On its way to the column, the gas first encounters the strongly cooled gas 8. A snow cake of crystals of water and carbon dioxide settles on this gas. This cake becomes permeable to the gas over a longer period of time. The gas is strongly cooled on the gas 8 and the pipes 2 and flows through the filter 15, 16 upwards into the annular space between the pipes 4 and 14 and the column parts 5,6 and the pipe 14. The gas is further cooled on the wall of the column part 5. In the annular space between the column part 5 and the tube 14, the gas meets the gas rings 17 during its flow.

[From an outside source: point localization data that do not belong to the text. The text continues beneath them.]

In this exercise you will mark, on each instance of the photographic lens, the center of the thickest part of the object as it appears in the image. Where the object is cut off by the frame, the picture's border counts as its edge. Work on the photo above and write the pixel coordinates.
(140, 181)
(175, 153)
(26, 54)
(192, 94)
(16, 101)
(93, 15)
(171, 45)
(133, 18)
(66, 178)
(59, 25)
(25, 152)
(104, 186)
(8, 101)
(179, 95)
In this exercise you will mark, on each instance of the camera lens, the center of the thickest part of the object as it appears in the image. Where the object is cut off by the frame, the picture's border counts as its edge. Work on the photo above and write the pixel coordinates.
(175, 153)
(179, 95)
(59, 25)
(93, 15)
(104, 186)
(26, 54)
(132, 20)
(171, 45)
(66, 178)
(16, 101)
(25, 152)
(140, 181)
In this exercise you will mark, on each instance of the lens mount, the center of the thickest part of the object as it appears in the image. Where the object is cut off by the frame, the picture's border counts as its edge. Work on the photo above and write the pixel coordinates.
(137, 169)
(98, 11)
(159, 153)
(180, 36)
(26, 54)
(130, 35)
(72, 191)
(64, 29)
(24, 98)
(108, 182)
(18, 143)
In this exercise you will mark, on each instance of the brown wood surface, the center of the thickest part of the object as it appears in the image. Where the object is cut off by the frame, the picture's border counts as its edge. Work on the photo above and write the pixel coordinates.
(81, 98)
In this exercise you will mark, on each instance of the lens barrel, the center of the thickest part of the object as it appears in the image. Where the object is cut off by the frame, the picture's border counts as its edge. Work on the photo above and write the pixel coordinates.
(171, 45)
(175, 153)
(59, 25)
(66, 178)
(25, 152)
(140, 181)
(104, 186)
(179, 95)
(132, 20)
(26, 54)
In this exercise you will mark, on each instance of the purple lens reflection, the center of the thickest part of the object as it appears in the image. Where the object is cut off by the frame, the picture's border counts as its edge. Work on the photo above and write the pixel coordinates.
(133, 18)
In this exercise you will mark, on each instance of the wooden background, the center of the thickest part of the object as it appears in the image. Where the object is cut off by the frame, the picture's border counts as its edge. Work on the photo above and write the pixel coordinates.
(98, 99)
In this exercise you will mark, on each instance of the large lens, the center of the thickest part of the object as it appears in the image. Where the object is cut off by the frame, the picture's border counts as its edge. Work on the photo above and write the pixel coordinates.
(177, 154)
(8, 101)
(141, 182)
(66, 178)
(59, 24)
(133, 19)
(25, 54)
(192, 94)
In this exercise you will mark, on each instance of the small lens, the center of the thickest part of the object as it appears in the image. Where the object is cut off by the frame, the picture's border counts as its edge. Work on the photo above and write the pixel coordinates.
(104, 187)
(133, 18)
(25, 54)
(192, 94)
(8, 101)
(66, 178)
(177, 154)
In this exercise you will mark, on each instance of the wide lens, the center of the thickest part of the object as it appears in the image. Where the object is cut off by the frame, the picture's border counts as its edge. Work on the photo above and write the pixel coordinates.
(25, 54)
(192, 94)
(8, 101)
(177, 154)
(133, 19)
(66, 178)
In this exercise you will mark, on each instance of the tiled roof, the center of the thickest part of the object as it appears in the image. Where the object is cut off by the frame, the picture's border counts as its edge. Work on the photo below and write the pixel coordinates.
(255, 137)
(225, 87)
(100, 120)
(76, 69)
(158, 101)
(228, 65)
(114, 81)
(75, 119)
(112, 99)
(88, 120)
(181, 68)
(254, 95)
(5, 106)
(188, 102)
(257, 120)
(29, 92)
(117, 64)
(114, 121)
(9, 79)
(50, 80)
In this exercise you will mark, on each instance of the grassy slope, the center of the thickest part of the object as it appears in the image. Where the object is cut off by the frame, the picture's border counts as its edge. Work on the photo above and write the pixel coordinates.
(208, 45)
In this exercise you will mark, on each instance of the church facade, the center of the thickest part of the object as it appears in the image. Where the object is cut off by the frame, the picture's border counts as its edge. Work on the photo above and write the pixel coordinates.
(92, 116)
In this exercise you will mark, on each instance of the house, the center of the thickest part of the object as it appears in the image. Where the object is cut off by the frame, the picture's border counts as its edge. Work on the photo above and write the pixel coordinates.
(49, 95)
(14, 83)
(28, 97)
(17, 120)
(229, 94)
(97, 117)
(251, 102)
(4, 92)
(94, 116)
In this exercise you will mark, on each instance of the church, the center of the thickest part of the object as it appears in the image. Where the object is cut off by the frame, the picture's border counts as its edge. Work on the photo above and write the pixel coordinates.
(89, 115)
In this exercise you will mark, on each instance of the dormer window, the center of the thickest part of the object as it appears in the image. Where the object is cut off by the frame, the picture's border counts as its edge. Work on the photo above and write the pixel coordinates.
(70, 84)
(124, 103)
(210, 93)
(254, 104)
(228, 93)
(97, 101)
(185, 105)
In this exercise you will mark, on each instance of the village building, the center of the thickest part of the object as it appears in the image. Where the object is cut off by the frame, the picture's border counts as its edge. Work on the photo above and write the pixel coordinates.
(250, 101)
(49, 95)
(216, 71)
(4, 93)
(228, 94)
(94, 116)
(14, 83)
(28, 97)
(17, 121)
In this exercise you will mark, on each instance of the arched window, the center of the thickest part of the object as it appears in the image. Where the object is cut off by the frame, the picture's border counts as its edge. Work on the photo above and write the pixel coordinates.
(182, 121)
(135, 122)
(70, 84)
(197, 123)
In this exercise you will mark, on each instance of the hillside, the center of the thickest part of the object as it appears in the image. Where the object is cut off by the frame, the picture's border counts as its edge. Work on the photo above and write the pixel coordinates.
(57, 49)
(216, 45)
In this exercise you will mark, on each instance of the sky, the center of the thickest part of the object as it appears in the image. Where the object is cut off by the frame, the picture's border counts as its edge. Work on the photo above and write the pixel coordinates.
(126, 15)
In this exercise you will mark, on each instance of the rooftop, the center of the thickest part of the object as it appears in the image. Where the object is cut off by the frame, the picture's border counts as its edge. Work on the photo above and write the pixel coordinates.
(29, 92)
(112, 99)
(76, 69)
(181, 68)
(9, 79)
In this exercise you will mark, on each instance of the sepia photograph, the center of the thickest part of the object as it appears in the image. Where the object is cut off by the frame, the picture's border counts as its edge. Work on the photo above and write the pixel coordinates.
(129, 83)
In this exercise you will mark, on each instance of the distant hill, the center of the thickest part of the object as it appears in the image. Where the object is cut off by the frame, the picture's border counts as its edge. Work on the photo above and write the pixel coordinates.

These catch the acetylenes that have not yet been deposited on the snow cake on the gas 8 and thus keep the acetylene far away from the contents of the cooking vessel 1.

Even with large initial contents of acetylene in the supplied gas, the gas 8 and the rings 17 prove to be so effective that no dangerous acetylene concentrations occur in the boiler.

These remarks with regard to acetylene also apply to other coal water substances.

Claims (1)

Gas fractionation plant for a gas, e.g. air, which contains oxygen and coal-water substances, with a boiling container for collecting liquid gas containing oxygen, and about which there is arranged a cooled by means of the liquid in this container, mainly consisting of metal gas device for separating impurities from it into gas fractions- gas flowing through the ring column, such as water and carbon dioxide, and in which facility there is another cooler for separating acetylene and the like, characterized in that this other cooler consists of an annular channel formed by the lower part connected to the boiling vessel (1) ( 5) of the gas fractionation column and a pipe (14) which surrounds this lower part (5), so that the gas intended for fractionation, after passing the metal gas (8), can reach the interior of the lower column part (5) through this annular channel, and that in the channel there are arranged a number of collars (17) consisting of metal gas which are heat-conductingly connected to the wall of the lower column part (5).